Electric Vehicles and the Future of Transportation

Who doesn’t love the freedom of the open road?

Over the last century or so, Americans have become increasingly reliant on their cars. We use our cars to get everywhere from work to our favorite ski area or trailhead. We take long family road trips, and we explore new places from behind the wheel.

Unfortunately, given that most cars run on fossil fuels, this reliance is damaging our climate. The more we drive traditional gas-fueled vehicles, the more carbon is emitted into the atmosphere. Carbon and other greenhouse gases insulate and warm the planet, causing changes in weather patterns, exacerbating natural disasters like flooding and wildfires, and shortening winter seasons.  

Transportation is responsible for almost 30% of greenhouse gas emissions in the U.S., according to this 2016 study by the Environmental Protection Agency (EPA.) That means cutting back on how much gasoline we use can go a long way in decreasing how much carbon is emitted into the air.

Of course, there are a million and one reasons to love having a car. Fortunately, electric vehicles (also known as EVs), are increasingly popular options for people who want to save money on gas and decrease their reliance on fossil fuels, but still, need a car of their own. Rather than a gasoline-powered engine, EVs are partially or fully powered from a battery or fuel cell.

EVs used to be a high-tech, expensive novelty car for the elite, but today, they are more affordable and commonplace than ever. In addition to being much better for the environment, consumers also like that they are cheaper to fuel than a traditional gas-guzzling vehicle.

It’s likely that you have seen an EV charging station at a local shopping mall or grocery store in your neck of the woods (they are usually the best parking spots). As EVs rise in popularity, more and more charging stations are popping up, making it easier for electric drivers to power up and get where they need to go.

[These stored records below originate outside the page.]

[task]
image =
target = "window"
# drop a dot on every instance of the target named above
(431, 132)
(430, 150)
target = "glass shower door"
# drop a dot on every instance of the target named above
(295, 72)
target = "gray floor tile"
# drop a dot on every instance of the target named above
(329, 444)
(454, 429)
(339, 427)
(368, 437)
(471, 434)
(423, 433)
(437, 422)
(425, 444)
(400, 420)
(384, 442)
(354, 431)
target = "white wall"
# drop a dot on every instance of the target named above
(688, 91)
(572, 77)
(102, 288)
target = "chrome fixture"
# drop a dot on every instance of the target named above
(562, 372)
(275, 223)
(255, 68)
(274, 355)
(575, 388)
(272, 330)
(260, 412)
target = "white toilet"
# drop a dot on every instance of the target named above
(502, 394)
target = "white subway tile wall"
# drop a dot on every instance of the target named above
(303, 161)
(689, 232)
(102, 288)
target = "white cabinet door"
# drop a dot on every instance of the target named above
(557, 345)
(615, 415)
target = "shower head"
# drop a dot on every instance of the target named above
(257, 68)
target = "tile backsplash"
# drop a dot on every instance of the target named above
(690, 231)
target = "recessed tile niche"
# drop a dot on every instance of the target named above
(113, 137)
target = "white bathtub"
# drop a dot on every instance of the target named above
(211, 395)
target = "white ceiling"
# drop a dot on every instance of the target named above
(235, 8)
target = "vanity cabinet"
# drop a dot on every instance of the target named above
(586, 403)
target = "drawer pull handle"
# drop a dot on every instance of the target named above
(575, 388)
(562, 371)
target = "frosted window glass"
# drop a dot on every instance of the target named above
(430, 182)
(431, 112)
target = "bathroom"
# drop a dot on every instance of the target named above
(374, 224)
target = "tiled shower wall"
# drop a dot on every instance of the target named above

In most EVs, a battery charge typically lasts for about a hundred miles, which is plenty of mileage for the 80% of drivers who drive less than 40 miles round trip for their daily commute. If the limited range of a battery-run electric car makes you nervous, you should look into a “plug-in hybrid” EV. These cars are a fusion of the electric technology and traditional gas-powered vehicles. When the battery charge runs low, the car automatically switches over to a gas tank as its fuel source to reach the destination. Another type of EV, a hydrogen fuel-cell vehicle, use electric motors fueled by hydrogen gas.

Of course, where you’re getting the electricity that you’re charging your EV with determines the amount of greenhouse gas emissions that you’re saving when you plug it in. It is vitally important that we work towards a clean energy economy to assure we’re charging our vehicles with clean energy, not power supplied by coal plants, or other dirty sources. Check out our post on renewable energy to learn more about clean electricity.

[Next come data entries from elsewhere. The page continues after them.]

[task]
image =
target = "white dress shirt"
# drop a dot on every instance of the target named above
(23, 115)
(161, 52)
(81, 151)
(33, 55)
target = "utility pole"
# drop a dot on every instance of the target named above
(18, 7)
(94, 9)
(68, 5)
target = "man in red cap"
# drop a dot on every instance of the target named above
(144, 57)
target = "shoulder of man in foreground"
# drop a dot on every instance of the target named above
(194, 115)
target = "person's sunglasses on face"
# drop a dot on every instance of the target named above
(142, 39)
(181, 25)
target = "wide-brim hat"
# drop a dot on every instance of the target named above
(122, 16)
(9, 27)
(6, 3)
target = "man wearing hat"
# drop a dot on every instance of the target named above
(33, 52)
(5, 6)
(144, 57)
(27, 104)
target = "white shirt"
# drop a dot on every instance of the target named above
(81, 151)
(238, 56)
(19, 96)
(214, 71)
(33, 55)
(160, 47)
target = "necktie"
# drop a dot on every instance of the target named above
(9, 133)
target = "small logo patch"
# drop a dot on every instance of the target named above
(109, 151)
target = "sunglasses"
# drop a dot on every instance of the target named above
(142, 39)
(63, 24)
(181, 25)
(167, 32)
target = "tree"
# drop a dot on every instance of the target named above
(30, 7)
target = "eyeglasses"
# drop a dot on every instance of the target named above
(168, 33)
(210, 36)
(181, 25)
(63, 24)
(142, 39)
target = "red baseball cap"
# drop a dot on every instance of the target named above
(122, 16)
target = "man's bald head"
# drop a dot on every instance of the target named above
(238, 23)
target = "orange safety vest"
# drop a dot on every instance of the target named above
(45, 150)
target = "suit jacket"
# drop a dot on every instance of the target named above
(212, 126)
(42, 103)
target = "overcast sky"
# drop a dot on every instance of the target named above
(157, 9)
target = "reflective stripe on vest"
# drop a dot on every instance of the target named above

The more popular EVs get, the more options we have to choose from at the dealership. EV’s are now available as sedans, SUVs, hatchbacks, and several other options – check out this handy buyer’s guide. Tesla has even released an electric semi truck, proving once and for all that electric vehicles are the way of the future.

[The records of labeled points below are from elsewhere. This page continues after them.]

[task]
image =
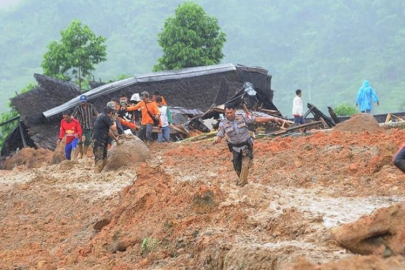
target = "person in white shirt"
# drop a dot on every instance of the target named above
(298, 109)
(165, 120)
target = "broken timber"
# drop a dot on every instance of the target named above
(303, 126)
(318, 115)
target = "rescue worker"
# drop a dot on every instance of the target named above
(150, 114)
(365, 97)
(126, 117)
(235, 128)
(85, 113)
(165, 121)
(135, 98)
(157, 94)
(104, 126)
(71, 128)
(298, 109)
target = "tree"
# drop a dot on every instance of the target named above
(6, 129)
(75, 54)
(190, 38)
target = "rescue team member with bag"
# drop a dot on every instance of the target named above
(73, 131)
(235, 127)
(150, 113)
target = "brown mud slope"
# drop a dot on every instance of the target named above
(359, 123)
(182, 210)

Not only are they practical alternatives to gas-powered personal vehicles, but EVs also meet U.S. Fuel Efficiency Standards, which were established to cut Americans’ consumption of oil and gas. We have increased the fuel efficiency of our cars since the regulations were first put in place in 1975 and updates to these regulations ensures that we will continue to do so.

In 2012, the Obama administration established regulations for cars to be built between 2017-2025. By 2025, new passenger cars and ‘light’ trucks will reduce average emissions to 163 grams per mile, which means that these vehicles will be getting at least 54.5 miles to the gallon.

Unfortunately, these fuel efficiency standards are currently under attack by EPA Administrator Scott Pruitt and the Trump Administration. One of POW’s priorities in the coming months is fighting any attempt to roll back these standards and keep our cars clean.  

Also, POW is focused on promoting policies to decrease our reliance on fossil fuels in the transportation sector. This focus includes working in multiple states to direct funding from a 2015 lawsuit against Volkswagen to investing that money in electric charging infrastructure or replacing diesel fleets with electric busses.  VW was sued by the state of California, the Federal Trade Commission, and individual consumers for installing a device used to cheat emissions tests. As a result, Volkswagen was fined, and in addition to compensating its customers, they were required to pay $2 billion to states to reduce vehicle emissions.

Despite the lack of federal support for EVs under the Trump Administration, several states are taking things into their own hands to make it easier for consumers to make energy-conscious transportation decisions. Governor Hickenlooper, of Colorado, has just joined twelve other states and Washington D.C. in implementing state-level emissions requirements that are more stringent than the current federal requirements, and POW hopes that more states will soon follow suit.